An embrace, I might have thought, of nature.

It was late September; the harvest moon, twenty-four hours shy of fullness, had just set over the northern horizon. The day before had been rainy, foggy, windy, and cold, and my daughter and I despaired of swinging out on the water to get a closer look at those glaciers. Dixon, Portlock, Grewingk, Wosnesenksi, Doroshin, named by the explorer W. H. Dall in the late nineteenth century.

We hurried down to the Homer Spit—a needle of land extending into Kachemak Bay about four and a half miles—once a wild, lovely place of spruce trees, lupine, and native grasses but now a hurly-burly of tourist shops and restaurants and nuts-and-bolts marine operations, including water taxis. (It was once also longer and higher, but the 1964 Good Friday Earthquake sank a good bit of the tip.) We had nine minutes to board the only water taxi going that day. We would ride along as the skipper took four others to Bear Cove to stay in small cabins in Kachemak Bay State Park, about to shut down for the season. I ducked in and out of the wheelhouse as we made our way. No one spoke.

Water, rock, and sky in Homer, Alaska. Photo: Ilana Panich-Linsman

We were on the water, in nature. Nothing existed except the cold, the sun, the wind, the drone of the catamaran’s twin engines, and the clicking of the shutter on my daughter’s camera. I was deliriously happy.
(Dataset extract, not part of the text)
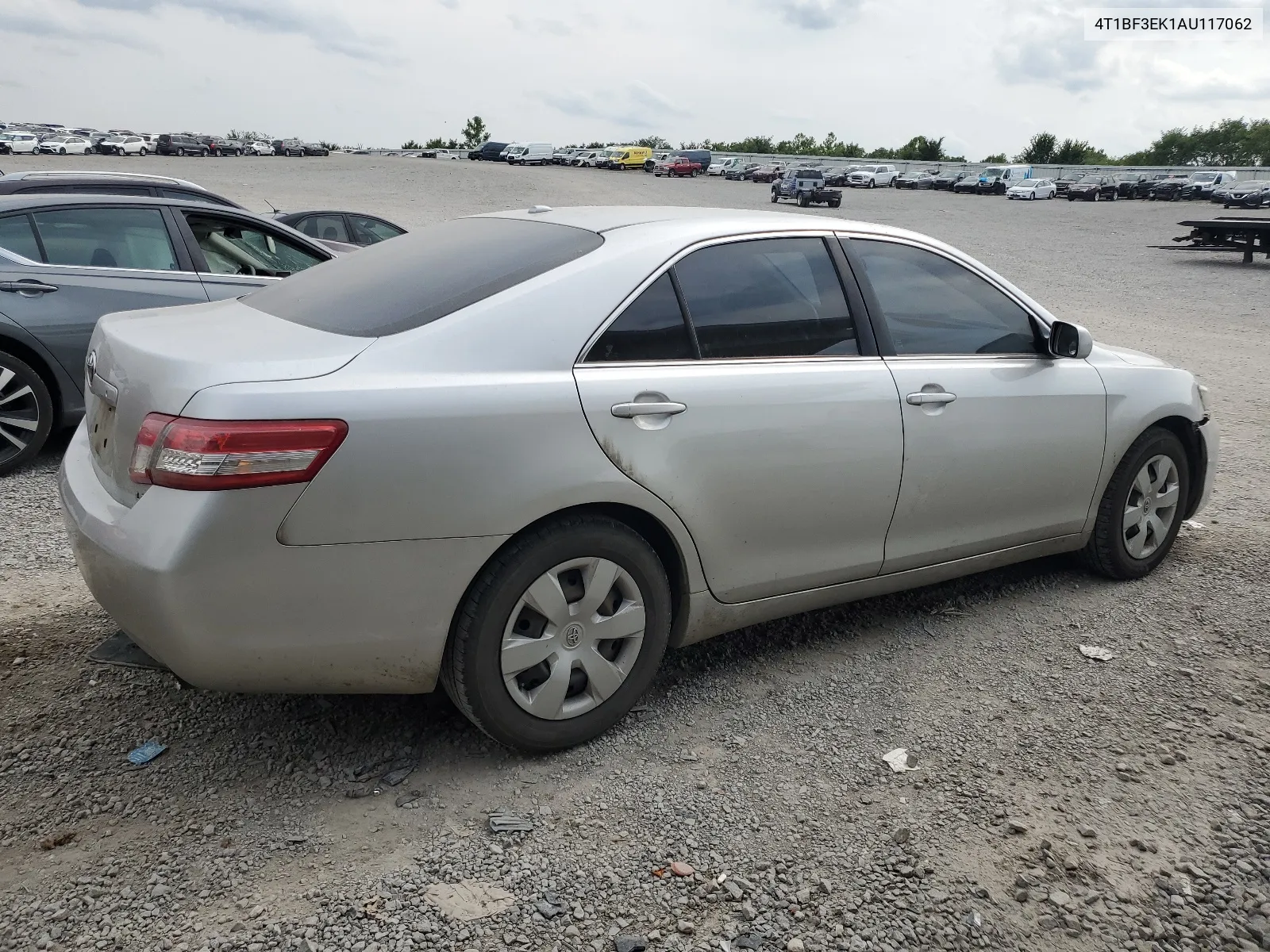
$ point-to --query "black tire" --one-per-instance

But where were we, really, out there on the water? On an inlet of the Pacific Ocean. On a bay in the inlet. Off the Kenai Peninsula. On the opposite side of Kenai Fjords National Park. In the state of Alaska. West of the Gulf of Alaska. Well below the Arctic Circle. East of the Aleutian Range, east and slightly north of Augustine Island and its 4,025-foot volcano. We were on our way to Tuts’inlegh K’etnu, “spawn in shallow place river,” the place-name in the Dena’ina Indian language for Bear Cove. We were in the United States but not in the Lower 48, nor in the Inside Passage.
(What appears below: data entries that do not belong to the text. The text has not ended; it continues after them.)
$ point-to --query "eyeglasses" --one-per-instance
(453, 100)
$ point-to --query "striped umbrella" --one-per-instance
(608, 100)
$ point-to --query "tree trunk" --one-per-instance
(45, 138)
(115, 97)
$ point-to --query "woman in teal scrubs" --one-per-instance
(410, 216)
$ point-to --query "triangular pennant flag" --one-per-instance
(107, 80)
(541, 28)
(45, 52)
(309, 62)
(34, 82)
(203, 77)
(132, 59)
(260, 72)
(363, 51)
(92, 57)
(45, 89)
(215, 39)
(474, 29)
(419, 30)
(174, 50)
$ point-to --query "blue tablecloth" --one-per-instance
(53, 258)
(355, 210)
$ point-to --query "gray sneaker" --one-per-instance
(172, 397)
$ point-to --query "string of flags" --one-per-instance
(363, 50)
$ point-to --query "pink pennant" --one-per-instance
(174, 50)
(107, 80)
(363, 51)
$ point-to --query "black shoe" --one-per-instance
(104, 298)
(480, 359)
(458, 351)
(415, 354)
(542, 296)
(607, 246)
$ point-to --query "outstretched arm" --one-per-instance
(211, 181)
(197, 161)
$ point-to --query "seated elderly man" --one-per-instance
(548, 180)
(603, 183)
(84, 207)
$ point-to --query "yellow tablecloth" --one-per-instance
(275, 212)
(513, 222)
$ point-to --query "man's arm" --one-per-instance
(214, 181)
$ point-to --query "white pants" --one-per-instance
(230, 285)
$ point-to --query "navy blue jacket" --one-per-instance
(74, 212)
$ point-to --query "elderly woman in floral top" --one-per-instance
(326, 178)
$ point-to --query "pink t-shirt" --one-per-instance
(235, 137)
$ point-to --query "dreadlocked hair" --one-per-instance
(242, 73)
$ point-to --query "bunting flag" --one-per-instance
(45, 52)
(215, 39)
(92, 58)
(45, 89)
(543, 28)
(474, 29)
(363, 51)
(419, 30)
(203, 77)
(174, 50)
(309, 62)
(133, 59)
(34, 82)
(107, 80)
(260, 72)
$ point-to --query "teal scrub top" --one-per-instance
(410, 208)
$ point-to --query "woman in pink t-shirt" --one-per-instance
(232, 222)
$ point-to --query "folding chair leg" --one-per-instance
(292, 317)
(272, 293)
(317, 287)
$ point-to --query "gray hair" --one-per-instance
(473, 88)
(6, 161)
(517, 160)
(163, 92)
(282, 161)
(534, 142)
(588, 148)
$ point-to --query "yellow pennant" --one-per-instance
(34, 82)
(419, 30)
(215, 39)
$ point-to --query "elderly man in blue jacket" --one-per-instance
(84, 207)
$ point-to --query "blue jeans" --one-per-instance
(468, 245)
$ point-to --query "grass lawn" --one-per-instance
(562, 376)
Where we were not was in nature.

Nature is not a place. I’ve come to accept this now. (I didn’t really want to; it meant I had to stop complaining about the city in which I live.) A forest is a place, Sacramento is a place, Mount Whitney is a place. Nature is not a place but rather an idea, a mental construct, and I can assure you the differences among us on the subject of nature are sharp and shocking. Even more so because these ideas about nature are unexamined, and unstated. Every day we speakers of a shared language use the word and assume the person listening to us knows exactly what we mean when we use the word, and agrees with us.

But it’s not true. I’ve asked people. I’ve heard the responses. Rich, diverse responses that would surprise you.

A definition of nature. For a young person in Boston, it might be a group of trees in a public park designed by the Olmsted brothers; in Los Angeles, perhaps the wilder places of the Los Angeles County Arboretum. “Oh, nature,” someone wrote to me recently, “it’s everything. Even this hideous carpet came from the earth.”

The experience of nature, though—that’s something else entirely. That has to do with what we think, how we think, the stories we were told, books we’ve read, the world we took in through our senses before we had words. It’s unconscious background. It’s in our hearts.

Recently the poet Mary Oliver was interviewed on National Public Radio. “The woods that I loved as a child are entirely gone. The woods that I loved as a young adult are gone. The woods that I most recently walked in are not gone, but they’re full of bicycle trails,” she said.

Then the wild online rumpus began. She was cheered, and also excoriated, especially by bicyclists. “Not everyone in the woods is looking for the same experience as Oliver,” one writer began. In the end, upset, he snapped off the radio.

Nature: the word is complex and ever changing across generations, cultures, geography. Your definition frames how you look at the world, how and where you choose to live, and what you think of when you think of a garden. Understanding it is a task of a lifetime.

I can tell you that in the time of the harvest moon on that catamaran in Kachemak Bay with my beloved daughter, I was close. Really close.